Texas Racial Gerrymander Case Goes to U.S. Supreme Court Today

The seven year long battle over the Republican redrawing of Congressional and State Legislative boundaries heads to the U.S. Supreme Court today, which hopes to rule before the battle begins all over again with the 2020 Census, News Radio 1200 WOAI reports.

Democrats have long complained that the Republicans who control the Texas Legislature have used their power to draw legislative boundaries in bizarre and illegal ways, specifically to dilute the voting strength of Democrats.

State Rep. Rafael Anchia (D-Dallas) who is the head of the Mexican American Legislative Conference, points to one district near his home which he says was specifically designed to carve up minority voting strength.

"It really does look like a snake that had eaten a rabbit," he said of the district's bizarre boundaries.  "It really is a district which is a byproduct of this illegal racial gerrymander."
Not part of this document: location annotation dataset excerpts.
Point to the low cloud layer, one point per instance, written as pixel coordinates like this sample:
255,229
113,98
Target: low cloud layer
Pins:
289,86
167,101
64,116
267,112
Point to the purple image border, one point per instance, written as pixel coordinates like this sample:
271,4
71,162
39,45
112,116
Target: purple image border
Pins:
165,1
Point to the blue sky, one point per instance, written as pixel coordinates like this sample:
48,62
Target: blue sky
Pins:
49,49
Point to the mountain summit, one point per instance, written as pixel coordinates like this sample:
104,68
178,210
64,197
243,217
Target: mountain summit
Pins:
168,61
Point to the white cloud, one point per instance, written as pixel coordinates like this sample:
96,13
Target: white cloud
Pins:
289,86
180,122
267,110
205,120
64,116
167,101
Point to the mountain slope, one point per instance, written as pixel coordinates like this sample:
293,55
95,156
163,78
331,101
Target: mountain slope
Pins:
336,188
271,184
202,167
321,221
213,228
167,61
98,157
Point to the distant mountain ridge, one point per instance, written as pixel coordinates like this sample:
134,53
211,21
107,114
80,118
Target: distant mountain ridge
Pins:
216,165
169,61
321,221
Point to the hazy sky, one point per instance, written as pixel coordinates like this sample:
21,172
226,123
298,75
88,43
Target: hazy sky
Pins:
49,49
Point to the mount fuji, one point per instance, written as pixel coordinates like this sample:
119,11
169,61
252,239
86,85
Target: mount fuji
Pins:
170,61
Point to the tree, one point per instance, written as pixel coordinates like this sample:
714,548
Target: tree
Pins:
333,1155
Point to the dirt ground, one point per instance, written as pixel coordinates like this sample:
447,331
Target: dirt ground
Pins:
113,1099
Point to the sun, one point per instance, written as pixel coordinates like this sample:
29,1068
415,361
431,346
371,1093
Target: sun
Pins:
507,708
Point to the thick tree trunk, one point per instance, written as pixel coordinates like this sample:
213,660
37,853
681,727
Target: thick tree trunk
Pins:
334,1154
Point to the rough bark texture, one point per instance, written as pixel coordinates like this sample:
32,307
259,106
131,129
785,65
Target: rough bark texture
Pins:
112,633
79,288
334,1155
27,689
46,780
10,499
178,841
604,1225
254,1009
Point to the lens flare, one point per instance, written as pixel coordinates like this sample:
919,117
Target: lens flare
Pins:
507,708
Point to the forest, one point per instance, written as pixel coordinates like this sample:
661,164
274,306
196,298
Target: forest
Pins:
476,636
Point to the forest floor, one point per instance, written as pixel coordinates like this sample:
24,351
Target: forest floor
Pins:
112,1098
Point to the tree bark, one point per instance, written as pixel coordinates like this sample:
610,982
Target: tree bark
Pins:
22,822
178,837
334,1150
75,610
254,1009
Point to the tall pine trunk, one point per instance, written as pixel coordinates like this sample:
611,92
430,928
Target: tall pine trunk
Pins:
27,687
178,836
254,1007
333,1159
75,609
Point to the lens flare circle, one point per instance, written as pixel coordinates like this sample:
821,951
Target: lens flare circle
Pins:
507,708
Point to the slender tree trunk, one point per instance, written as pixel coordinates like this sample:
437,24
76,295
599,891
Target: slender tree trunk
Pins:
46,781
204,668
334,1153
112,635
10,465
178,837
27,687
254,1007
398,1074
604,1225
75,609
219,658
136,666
Under settled law, the party in power is allowed to draw political district boundaries to favor their own party, but they are not allowed under the Voting Rights Act of 1965 to draw district boundaries in such a way that they discriminate against minority voters.  That is the issue the high court will have to consider, especially since party voting is tied so closely in Texas to race and ethnicity.

U.S. Rep Joaquin Castro (D-San Antonio) says all the court has to do is look at the districts to realize that something is wrong.

"The 35th runs more or less from Austin down I-35 to my home town of San Antonio, and looks more or less like a chicken finger," Castro said.

The lawsuit cites the 35th Congressional District, which is represented by veteran Democrat Lloyd Doggett, as evidence of racial animus in district creation.  They point out that the district combines two completely separate minority neighborhoods in east Austin and northeast San Antonio, which have nothing in common, a process known as 'packing.'  That enables Republicans who live in historically conservative and largely Anglo suburbs like New Braunfels to be added to other districts to support Republican candidates.

The case got a new twist earlier this month when a group of Anglo voters in Dallas County filed suit, alleging that the majority Democrat Dallas County Commission drew district boundaries for county officials which discriminate against them in favor of Black and Hispanic voters.

The case will be settled just in time for the 2020 Census, which will require a new round of Legislative redistricting in the 2021 session, which is certain to spark another decade of lawsuits.